# Doctor who expired from netflix!



## mis.kay (May 29, 2015)

So I just had to spaz out somewhere and I don't have a Facebook, or a twitter, or an Instagram and I love you guys so here. 

Today I came home from a horrible day at work to watch some old episodes of my favorite show, doctor who, which never once has failed in making me smile, laugh, and forget about the world for a bit. I get to Netflix to find that when I search Doctor Who, all I get is this "Science of Doctor Who" crap. (Probably not crappy and I do plan on watching it but it popped up on my screen on the WRONG day!)

I stared at the screen completely helpless and googled the problem, because obviously this was a terrible mistake. Its the only explanation! NOPE! They have deprived Whovians from the one thing they live for. 

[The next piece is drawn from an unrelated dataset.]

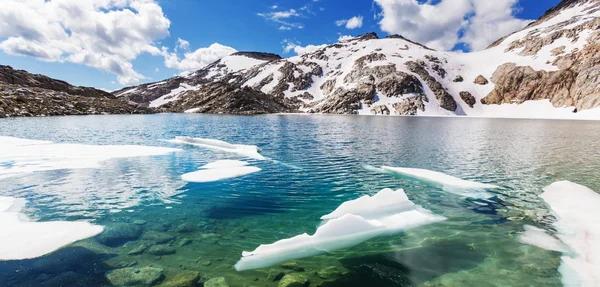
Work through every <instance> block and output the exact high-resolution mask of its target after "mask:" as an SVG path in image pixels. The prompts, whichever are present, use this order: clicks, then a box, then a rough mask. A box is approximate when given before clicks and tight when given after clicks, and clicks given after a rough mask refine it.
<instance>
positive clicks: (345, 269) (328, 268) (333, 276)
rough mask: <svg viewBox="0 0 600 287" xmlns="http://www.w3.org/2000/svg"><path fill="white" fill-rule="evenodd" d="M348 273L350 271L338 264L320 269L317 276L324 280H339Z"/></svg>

I am aware that it has only expired, and that it MAY be renewed, but I live in the US and unfortunately it isn't easy to come by unless you buy it online or rent it. I'm currently broke and don't actually have time to rent because my schedule is so hectic idk when I can watch it! My dad made fun of my crying, and my sister in law who I threw into the world of timelords, daleks, cybermen, and a police box time machine, told me that it was going to be okay and she would get me a season for my birthday. JUNE IS A LONG WAY AWAY!!! But I love her for trying. 

Anyway. I'm done. I hope some other Whovians respond so we can complain about the detrimental decisions Netflix makes. Or not, I feel somewhat better. Ish. Not really. DEATH TO NETFLIX!!! But not really cause I need my Sherlock...


----------



## PaigeRose (Apr 12, 2013)

There are speculations that BBC took it down because they plan on making their own pay-per-month streaming service. All rumors I've read but that seems to be every major broadcasting company's Next Big Thing. Which is honestly frustrating... I only have Netflix, I dont want to pay for Netflix, Hulu, HBOGo, Amazon, etc etc etc! I already pay $100 for internet/tv! 

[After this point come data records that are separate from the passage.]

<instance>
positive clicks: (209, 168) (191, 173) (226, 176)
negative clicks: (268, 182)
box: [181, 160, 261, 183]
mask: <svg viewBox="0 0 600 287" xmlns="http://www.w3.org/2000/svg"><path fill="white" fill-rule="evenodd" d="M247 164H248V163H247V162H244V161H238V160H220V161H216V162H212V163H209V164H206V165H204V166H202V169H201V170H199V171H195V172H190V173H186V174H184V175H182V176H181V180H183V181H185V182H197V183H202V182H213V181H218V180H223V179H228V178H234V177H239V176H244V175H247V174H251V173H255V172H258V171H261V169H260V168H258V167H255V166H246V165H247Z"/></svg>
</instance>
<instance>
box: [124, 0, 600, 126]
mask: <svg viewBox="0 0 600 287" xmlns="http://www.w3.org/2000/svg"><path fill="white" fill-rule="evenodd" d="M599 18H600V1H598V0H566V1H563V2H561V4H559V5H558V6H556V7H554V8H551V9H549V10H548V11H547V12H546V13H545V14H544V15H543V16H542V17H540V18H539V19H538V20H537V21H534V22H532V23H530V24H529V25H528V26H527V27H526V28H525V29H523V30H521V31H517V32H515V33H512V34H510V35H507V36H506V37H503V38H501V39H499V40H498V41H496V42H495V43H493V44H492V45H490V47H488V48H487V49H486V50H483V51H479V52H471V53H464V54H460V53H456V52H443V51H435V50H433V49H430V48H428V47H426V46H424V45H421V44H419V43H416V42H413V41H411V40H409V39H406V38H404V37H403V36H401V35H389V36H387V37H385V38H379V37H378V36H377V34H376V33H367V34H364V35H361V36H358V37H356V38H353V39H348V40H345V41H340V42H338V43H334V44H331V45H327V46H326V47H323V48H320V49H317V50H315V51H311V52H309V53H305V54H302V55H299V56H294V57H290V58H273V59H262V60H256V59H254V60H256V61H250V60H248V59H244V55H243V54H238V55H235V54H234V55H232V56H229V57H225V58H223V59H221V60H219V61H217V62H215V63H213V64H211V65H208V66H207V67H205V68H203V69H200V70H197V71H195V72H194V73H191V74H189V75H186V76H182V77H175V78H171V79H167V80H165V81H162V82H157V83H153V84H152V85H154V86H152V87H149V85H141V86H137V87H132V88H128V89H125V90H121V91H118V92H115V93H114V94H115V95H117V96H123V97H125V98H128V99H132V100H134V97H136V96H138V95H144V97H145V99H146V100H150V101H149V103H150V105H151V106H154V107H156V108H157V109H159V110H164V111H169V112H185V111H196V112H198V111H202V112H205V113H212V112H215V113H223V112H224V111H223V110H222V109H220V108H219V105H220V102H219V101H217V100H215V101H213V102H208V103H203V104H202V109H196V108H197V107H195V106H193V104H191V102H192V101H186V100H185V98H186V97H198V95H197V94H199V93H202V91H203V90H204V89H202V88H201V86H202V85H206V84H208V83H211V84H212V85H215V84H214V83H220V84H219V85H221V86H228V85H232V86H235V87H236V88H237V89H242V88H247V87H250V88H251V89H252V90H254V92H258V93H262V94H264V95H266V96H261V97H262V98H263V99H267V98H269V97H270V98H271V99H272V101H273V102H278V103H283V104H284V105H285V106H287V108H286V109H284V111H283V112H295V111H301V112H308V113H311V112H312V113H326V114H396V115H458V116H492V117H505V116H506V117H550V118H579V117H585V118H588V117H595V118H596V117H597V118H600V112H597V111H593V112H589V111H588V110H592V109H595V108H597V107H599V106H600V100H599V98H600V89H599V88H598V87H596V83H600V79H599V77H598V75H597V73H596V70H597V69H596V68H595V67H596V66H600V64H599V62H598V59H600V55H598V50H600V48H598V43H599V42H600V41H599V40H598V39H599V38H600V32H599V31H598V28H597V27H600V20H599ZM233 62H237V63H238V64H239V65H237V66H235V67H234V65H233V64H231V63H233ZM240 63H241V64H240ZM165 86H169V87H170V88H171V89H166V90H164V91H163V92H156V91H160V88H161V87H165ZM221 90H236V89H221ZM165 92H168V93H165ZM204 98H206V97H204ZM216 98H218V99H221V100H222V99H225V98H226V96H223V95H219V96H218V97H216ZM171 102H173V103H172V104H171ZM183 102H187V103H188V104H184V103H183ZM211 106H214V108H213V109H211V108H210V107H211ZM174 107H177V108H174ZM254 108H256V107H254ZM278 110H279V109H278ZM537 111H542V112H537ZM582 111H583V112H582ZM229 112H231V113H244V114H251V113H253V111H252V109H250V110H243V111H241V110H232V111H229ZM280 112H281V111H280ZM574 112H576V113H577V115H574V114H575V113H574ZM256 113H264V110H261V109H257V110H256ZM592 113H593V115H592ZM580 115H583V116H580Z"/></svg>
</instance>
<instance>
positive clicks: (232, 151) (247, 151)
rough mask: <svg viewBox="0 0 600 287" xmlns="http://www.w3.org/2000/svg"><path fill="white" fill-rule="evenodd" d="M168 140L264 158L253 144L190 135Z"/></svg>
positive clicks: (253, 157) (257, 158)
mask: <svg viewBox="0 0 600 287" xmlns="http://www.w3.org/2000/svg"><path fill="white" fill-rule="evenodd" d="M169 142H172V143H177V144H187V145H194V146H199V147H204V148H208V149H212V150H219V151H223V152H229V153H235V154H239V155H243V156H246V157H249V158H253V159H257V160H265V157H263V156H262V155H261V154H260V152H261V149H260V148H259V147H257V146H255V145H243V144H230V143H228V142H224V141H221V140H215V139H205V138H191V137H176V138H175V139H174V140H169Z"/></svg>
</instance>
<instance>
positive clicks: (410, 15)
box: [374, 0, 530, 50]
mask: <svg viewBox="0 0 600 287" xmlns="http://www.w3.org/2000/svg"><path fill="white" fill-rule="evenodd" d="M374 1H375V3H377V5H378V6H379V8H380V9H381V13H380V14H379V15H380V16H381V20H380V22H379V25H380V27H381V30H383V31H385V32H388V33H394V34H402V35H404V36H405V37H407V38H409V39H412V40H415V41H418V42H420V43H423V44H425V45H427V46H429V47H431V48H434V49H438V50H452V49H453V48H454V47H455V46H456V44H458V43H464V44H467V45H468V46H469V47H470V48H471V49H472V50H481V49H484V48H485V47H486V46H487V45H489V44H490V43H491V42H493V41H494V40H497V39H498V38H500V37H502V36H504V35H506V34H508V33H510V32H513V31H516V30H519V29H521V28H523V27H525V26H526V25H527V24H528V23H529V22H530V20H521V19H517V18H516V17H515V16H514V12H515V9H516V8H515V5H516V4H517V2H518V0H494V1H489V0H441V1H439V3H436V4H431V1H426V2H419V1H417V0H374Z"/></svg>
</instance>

Anyway... Check your local library, mine had a bunch of seasons you could rent.


----------



## Cookie_Rat12 (Feb 5, 2016)

Yah, Netflix can be sooo annoying. Half of the shows suck (not counting doctor who of course). The Netflix originals are horrible and the animation is very desperate. 😡


----------



## PaigeRose (Apr 12, 2013)

It depends on what youre into. I've enjoyed every single Netflix original I watched and I think they do a much much better job with casting than your average media company. The animation section is very weak and they could stand to add some better shows in that respect. However, its not necessarily about Netflix as they have to buy the rights to the other shows to have them available to stream.


----------



## Rattielover965 (Apr 26, 2016)

No DR WHO😫😫😫😫😫😭😭😭😭😭😭my bedroom door looks like the TARDISand I am wearing DR WHO socksI am happy that calls themself a whovian,I can talk to people who have seen all 50years and when I say "whovian"they act like I'm Idris(the TARDIS in human form)


----------



## Rat Daddy (Sep 25, 2011)

I just started watching Torchwood the Doctor Who spin off based on Capt. Jack Harkness... Emily and I both love Dr Who. 

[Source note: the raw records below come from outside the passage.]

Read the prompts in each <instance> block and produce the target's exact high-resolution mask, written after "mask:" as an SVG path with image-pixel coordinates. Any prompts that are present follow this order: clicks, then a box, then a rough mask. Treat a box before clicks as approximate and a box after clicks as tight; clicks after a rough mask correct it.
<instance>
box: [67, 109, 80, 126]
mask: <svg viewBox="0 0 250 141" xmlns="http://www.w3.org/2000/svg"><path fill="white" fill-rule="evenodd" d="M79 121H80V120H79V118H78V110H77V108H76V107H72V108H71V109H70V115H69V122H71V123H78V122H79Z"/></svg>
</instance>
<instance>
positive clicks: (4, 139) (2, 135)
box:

Every episode of Dr Who is out there somewhere on the internet for free... but you have to go to some dubious sites to find them. Maybe someone else will recommend one to you, but I don't generally give directions into the unsafe places on the internet.


----------



## Rat Daddy (Sep 25, 2011)

Has anyone noticed that John Barrowman plays Capt. Jack on Dr. Who and Malcolm Merlyn on Arrow?


----------



## ray (Nov 4, 2015)

Yeupp, I noticed. I was like "How.. is he playing a dad... he's so young...." then I remembered how old even the new Dr. Who stuff is lol


----------



## Rat Daddy (Sep 25, 2011)

People who don't watch Dr Who are most likely aliens themselves. Back to my Torchwood marathon.


----------